As the two so typical of youth and age stood side by side in the clear
morning light, the resemblance between them was marked. Indeed, they
were related, for the Tremaines were a distant branch of the Leroy
family, and the same proud blood ran in their veins. Lady Constance had
been brought up in the Barminster household, and Adrien had grown to
regard her in the light of a loved and trusted sister; but, as yet,
nothing more.

"Won't you come in to breakfast?" she said, as they reached the end of
the terrace. "Aunt Penelope is not coming down; her nerves are bad this
morning."

Miss Penelope Leroy, Lord Barminster's only sister, was not strictly
speaking Constance's aunt, merely a distant cousin; but as a child
Constance had been accustomed to call her so, and the habit had grown up
with her.

Lord Barminster smiled grimly.

"I advised her to let the cucumber alone last night," was his only
comment as he turned towards the breakfast room.

Constance smiled too, for she knew that when Miss Penelope complained of
her nerves, it was in reality nothing but a case of indigestion.
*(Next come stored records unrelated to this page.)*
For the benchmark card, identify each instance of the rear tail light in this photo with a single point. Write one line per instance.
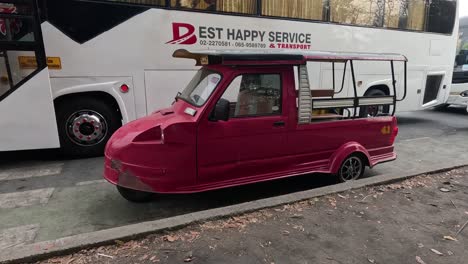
(124, 88)
(394, 134)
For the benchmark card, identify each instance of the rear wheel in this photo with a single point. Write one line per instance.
(371, 111)
(351, 169)
(85, 124)
(134, 195)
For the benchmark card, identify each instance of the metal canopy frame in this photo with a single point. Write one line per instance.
(307, 104)
(268, 57)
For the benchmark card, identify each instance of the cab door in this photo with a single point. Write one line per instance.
(27, 116)
(252, 141)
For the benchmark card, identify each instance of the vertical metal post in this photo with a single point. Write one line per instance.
(39, 42)
(354, 87)
(8, 68)
(259, 7)
(405, 76)
(333, 69)
(344, 76)
(394, 87)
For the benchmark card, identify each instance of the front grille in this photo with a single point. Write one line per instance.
(433, 83)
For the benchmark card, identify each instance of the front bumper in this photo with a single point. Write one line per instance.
(129, 176)
(457, 100)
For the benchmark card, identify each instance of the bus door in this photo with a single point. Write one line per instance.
(27, 116)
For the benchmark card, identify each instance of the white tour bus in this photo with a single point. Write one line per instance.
(459, 89)
(109, 62)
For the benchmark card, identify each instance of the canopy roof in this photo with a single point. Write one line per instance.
(252, 57)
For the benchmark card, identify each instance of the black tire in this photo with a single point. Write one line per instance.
(352, 168)
(71, 106)
(373, 110)
(135, 196)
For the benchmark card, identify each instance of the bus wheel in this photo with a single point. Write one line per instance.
(134, 195)
(372, 111)
(85, 125)
(351, 169)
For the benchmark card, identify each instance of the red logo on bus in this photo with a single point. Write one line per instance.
(183, 33)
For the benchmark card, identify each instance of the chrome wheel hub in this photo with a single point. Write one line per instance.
(86, 127)
(351, 169)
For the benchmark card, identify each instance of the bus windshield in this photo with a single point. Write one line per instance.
(201, 87)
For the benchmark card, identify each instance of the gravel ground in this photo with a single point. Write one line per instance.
(420, 220)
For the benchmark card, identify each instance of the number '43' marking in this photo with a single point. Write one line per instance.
(386, 130)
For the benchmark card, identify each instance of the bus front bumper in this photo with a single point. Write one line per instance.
(457, 100)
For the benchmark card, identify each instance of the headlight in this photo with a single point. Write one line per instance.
(152, 134)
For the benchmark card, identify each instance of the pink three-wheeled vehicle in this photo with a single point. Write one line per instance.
(251, 116)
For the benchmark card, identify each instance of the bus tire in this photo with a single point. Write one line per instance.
(373, 110)
(352, 168)
(135, 196)
(85, 124)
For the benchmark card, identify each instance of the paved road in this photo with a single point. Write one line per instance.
(43, 197)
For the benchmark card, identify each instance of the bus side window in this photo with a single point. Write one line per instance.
(305, 9)
(143, 2)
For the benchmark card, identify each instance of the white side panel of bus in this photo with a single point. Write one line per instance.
(162, 86)
(27, 116)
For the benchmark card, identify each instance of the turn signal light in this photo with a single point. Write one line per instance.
(124, 88)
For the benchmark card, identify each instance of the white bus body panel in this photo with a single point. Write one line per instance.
(141, 48)
(455, 97)
(27, 116)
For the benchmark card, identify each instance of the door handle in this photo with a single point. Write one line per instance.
(279, 124)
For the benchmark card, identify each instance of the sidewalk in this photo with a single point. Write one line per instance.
(415, 221)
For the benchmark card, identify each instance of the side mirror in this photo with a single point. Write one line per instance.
(221, 111)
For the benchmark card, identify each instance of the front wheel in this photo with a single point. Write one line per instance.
(85, 123)
(135, 196)
(351, 169)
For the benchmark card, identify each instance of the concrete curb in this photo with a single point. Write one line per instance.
(46, 249)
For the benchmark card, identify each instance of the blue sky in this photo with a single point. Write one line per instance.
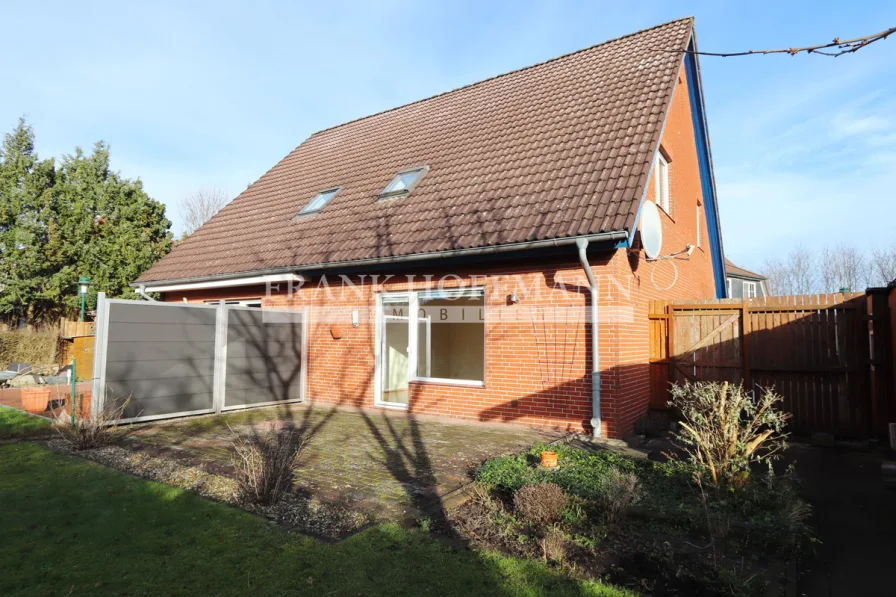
(193, 95)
"How bright the course looks this morning!" she said, with a charitable
wish to change the subject, for Lord Barminster was apt at times to wax
caustic over his sister's small weaknesses.

"Yes," he said grimly; "like all things dangerous, it is pleasant to the
eye. I hate that strip of green--it is the grave of many a Leroys' best
hope. The turf has always been a fatal snare to our race. But, come," he
broke off, "let us go in. Thank goodness, Adrien arrives to-day."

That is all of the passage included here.